Regan, speaking on Monday at a luncheon address in Albany to representatives of small city school districts, said his office will now be "reviewing all proposed future borrowings with an eye toward slowing down the [borrowing] process -- providing it does not jeopardize vital state functions -- until borrowing reforms are in place," according to a press release from his office.

The comptroller has said that more public notice of these sales would force the state to cut back on its reliance on debt and improve the state's fiscal condition.

The review process is part of a wider campaign Regan has mounted to reform New York's long-term borrowing practices. Yesterday, Regan's aides would not give details on what steps would be taken to force state bonding authorities to provide more disclosure.

Cynthia Munk, a spokeswoman for the comptroller, said yesterday that she could not elaborate on how the comptroller plans to blunt those borrowings he finds objectionable. "Nothing has been announced yet," she said.

Claudia Hutton, a spokeswoman for the state Budget Division, when told about the comptroller's recent remarks, said, Regan is "pushing a personal agenda that has already cost New York as much as 130,000 jobs."

Hutton was referring to the comptroller's opposition to Gov.

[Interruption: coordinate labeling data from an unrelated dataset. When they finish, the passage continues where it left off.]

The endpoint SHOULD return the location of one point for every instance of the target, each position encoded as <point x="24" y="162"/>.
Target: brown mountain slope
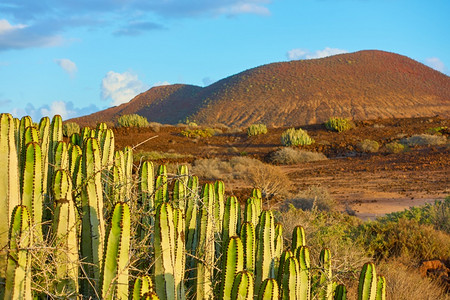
<point x="362" y="85"/>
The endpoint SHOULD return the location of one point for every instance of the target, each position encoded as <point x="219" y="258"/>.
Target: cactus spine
<point x="269" y="290"/>
<point x="9" y="183"/>
<point x="18" y="270"/>
<point x="232" y="263"/>
<point x="265" y="248"/>
<point x="367" y="287"/>
<point x="66" y="237"/>
<point x="205" y="248"/>
<point x="114" y="280"/>
<point x="325" y="282"/>
<point x="249" y="241"/>
<point x="242" y="286"/>
<point x="164" y="252"/>
<point x="93" y="226"/>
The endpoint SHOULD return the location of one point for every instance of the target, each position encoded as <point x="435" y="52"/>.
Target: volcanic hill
<point x="363" y="85"/>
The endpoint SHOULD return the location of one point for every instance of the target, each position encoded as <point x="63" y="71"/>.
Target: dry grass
<point x="290" y="156"/>
<point x="270" y="179"/>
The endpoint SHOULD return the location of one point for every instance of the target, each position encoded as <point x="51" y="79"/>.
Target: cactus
<point x="367" y="287"/>
<point x="142" y="285"/>
<point x="93" y="225"/>
<point x="269" y="290"/>
<point x="232" y="263"/>
<point x="325" y="280"/>
<point x="231" y="218"/>
<point x="265" y="248"/>
<point x="114" y="280"/>
<point x="18" y="270"/>
<point x="205" y="247"/>
<point x="290" y="286"/>
<point x="242" y="286"/>
<point x="32" y="185"/>
<point x="164" y="252"/>
<point x="251" y="211"/>
<point x="302" y="255"/>
<point x="66" y="237"/>
<point x="249" y="241"/>
<point x="340" y="293"/>
<point x="298" y="237"/>
<point x="9" y="183"/>
<point x="381" y="288"/>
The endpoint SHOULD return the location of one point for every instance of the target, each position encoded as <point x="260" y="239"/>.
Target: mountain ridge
<point x="367" y="84"/>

Mario M. Cuomo's $800 million jobs bond act, which was defeated by voters on Nov. 3. Regan opposed the measure on the grounds that state lawmakers must first adopt his fiscal reform package.

The comptroller's debt-reform package would limit the type of borrowings conducted by the state authorities. The package, which the comptroller will introduce during the coming legislative session, also calls for a 30-day waiting period before the authorities can issue non-tax supported debt. These bonds unlike tax-supported general obligation securities, do not need voter approval before they can be sold by the state.

Although the comptroller's office issues the state's general obligation bonds through competitive bids, it appears that the office does not have control over the sale of non-tax supported or appropriated state debt conducted by the most state bonding authorities other than scheduling sales.

And at the moment, the state has issued the lion's share of its debt through these authorities. Moody's Investors Service says the state has $17.5 billion outstanding in appropriated debt, compared with $5.8 billion of GO bonds. The state is rated A-minus by Standard & Poor's Corp., A by Moody's, and A-plus by Fitch Investors Service.

During the meeting at the Desmond Hotel in Albany, the Comptroller also announced several other measures to push his fiscal reform agenda, such as meetings with legislative majority leaders and "outside experts" to review the way the state issues long-term debt used to finance capital projects.

Spokesmen representing Senate Majority Leader Ralph Marino, R-Muttontown, and Assembly Speaker Saul Weprin, D-Queens, did not comment on the comptroller's speech but said Regan's reform package would probably not garner much support from lawmakers.

Senate and Assembly leaders oppose the 30-day waiting period advocated by the comptroller on the grounds that it would not provide lawmakers with enough time to debate a budget after it is submitted by the governor in late January.

Charles Carrier, a spokesman for the state Assembly, said the state budget and its borrowing plans for the coming year would have to be finalized no later than March 1, if the comptroller's plan becomes law. That's because all future borrowings would require a 30-day waiting period before they become effective at the start of the following fiscal year, which begins April 1, he said.